De lo nuestro no hablamos casi. No pude decirte que me la había, y seguía, pasándola mal, incluso ahí, hablando contigo de ellos o de cualquier otra cosa. Seguía apoderándose de mí el deseo insatisfecho, seguí resistiéndome a verte perdido. Traté de halagarte, como siempre, pero no sirvió de nada. Me quedé sola, no correspondiste a mi gesto. No buscabas mi preferencia. Ocupado, te debatías entre otras tantas. Yo, el amador, tú, el amado. Sólo te comenté brevemente mi reflexión acerca de aceptarte como eres. Me aseguraste sería imposible, sin esperar a escucharme concluir. No supe si hablabas por rechazo o por miedo. De ella no hablamos nada. Evité a toda costa mencionarla, ni acercarme. Tampoco la mencionaste. Me refugié en la ignorancia de tus sentimientos. Operando en mi contra, dejé viva una pequeña esperanza. Te dejé en casa solo, por fin.

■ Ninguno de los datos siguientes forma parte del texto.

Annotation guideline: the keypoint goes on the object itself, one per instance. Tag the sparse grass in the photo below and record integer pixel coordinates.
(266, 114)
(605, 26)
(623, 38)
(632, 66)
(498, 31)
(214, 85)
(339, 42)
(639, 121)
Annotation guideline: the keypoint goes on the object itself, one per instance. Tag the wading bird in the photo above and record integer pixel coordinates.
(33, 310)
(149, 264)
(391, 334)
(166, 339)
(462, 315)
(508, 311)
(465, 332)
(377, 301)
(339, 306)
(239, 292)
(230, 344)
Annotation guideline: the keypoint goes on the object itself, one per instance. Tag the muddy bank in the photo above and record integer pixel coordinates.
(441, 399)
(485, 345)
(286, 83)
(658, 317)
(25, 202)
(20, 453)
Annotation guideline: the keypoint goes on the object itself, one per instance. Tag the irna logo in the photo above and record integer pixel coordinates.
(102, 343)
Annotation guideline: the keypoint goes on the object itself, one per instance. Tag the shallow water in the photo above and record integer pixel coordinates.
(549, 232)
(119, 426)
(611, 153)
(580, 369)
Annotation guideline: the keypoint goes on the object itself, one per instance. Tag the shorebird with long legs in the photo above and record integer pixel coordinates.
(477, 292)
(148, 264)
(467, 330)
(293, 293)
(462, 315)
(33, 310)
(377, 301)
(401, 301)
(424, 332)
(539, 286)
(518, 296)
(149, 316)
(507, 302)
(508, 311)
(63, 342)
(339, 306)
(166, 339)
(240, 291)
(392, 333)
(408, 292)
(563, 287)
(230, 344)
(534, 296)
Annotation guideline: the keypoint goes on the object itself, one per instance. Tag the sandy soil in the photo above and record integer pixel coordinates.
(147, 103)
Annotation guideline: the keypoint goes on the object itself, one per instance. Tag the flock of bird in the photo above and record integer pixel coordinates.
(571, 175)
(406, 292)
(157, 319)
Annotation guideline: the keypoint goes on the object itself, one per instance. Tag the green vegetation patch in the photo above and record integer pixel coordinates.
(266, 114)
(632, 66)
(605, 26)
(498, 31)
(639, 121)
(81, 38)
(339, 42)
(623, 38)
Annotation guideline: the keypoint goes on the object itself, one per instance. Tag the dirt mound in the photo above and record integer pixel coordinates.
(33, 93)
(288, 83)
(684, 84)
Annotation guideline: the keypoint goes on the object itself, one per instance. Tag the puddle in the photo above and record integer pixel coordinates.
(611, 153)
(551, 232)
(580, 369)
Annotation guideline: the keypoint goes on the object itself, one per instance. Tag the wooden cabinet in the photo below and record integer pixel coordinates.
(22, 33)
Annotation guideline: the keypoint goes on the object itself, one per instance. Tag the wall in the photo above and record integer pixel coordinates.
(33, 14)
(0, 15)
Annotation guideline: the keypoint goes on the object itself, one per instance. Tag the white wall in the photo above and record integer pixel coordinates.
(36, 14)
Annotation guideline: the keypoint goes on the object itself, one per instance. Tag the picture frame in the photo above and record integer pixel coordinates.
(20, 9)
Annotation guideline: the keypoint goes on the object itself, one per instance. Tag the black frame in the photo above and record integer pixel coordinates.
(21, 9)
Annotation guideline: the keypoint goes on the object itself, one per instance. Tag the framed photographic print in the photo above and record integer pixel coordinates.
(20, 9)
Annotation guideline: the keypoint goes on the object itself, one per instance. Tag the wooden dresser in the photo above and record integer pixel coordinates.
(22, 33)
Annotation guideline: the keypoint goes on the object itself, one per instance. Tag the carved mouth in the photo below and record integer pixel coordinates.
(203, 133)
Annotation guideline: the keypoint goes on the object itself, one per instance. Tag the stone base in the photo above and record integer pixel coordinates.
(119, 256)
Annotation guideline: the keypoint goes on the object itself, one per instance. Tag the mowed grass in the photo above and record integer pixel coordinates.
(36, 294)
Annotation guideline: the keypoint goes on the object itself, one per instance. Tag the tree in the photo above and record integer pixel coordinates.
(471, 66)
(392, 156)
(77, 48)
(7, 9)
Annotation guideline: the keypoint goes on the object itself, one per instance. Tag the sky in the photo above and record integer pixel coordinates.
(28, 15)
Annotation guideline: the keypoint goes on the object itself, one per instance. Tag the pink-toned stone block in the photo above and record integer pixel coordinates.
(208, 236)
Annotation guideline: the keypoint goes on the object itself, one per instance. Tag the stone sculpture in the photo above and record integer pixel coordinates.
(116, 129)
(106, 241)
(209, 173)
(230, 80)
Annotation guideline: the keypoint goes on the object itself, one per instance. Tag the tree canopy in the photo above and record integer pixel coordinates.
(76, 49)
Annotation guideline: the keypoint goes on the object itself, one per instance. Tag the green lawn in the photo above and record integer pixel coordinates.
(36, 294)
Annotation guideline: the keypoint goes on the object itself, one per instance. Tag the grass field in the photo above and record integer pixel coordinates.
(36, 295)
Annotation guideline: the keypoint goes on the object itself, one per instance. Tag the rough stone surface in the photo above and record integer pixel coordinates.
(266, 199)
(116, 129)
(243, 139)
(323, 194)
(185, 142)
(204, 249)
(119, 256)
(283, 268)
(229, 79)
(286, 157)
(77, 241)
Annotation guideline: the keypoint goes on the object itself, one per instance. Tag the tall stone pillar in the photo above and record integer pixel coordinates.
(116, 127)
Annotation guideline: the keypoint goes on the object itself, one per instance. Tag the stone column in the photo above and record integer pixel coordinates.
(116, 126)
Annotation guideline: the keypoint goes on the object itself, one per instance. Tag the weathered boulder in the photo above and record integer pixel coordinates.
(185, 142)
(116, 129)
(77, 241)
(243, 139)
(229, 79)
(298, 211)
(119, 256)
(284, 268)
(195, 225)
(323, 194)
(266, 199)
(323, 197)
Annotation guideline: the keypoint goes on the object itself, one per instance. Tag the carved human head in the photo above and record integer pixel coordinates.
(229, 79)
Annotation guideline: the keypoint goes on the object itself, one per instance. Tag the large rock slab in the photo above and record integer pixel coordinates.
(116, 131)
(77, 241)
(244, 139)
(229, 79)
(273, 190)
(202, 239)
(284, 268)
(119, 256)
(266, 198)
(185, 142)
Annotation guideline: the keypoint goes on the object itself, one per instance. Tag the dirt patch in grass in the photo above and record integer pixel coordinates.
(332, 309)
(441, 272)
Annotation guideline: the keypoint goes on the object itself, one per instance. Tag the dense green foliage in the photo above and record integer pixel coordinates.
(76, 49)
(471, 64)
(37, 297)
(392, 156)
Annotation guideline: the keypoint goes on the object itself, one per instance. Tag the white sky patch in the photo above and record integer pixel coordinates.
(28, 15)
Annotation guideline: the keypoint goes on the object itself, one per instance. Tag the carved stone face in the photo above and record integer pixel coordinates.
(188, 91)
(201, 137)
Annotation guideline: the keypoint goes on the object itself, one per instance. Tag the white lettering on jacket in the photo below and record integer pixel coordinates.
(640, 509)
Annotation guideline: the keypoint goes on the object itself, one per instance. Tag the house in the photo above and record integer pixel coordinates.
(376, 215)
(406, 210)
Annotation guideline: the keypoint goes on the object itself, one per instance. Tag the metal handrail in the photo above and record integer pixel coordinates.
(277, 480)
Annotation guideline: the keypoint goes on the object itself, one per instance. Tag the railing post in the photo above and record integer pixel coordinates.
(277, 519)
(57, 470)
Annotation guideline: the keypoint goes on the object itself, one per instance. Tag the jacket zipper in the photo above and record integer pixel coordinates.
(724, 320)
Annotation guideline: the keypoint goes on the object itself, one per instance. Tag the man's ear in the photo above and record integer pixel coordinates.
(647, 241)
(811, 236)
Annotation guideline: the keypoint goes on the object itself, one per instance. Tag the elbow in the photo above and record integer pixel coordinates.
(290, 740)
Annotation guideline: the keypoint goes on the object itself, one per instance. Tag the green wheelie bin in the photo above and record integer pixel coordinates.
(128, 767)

Te invocó mi cabeza horas más tarde. Una escuela de mi infancia, mosaicos en el suelo, personas y una fila qué hacer para entrar a algún sitio. Empecé a leer algo que había recibido tu amigo editor, y me preocupé por no haberle mandado todavía lo mío. El ensayo era muy bueno, me intimidó un poco y pensé que tendría que ponerme a trabajar pronto. Estabas ahí, haciendo algo. Te acercaste de pronto, caminando entre la gente, usabas la cazadora de tu foto. Noté tu cabello negro y libre, como habitualmente. Me abrazaste con confianza y sin torpeza (contrario a lo que temes) y sentí tus labios tibios en los míos. La humedad de tu boca bastó para saciarme, repentina y basta. Fue un beso corto y suave, seguido de un abrazo grande y cálido. Una décima de segundo pensé que no me importaba qué te había hecho besarme. Imaginé que no lo hacías por la razón que yo deseaba que fuera. Me sentí por un instante feliz, e inmediatamente vacía: se había acabado la cacería y la vieja búsqueda. Me invadió el miedo de no saber cómo comportarme. Sentí entonces, como tantas veces he sospechado, que estoy, por pánico y costumbre, acompañada de mi soledad. Y esa es la única compañía honesta. Desperté con sabor de triunfo efímero y derrota eterna.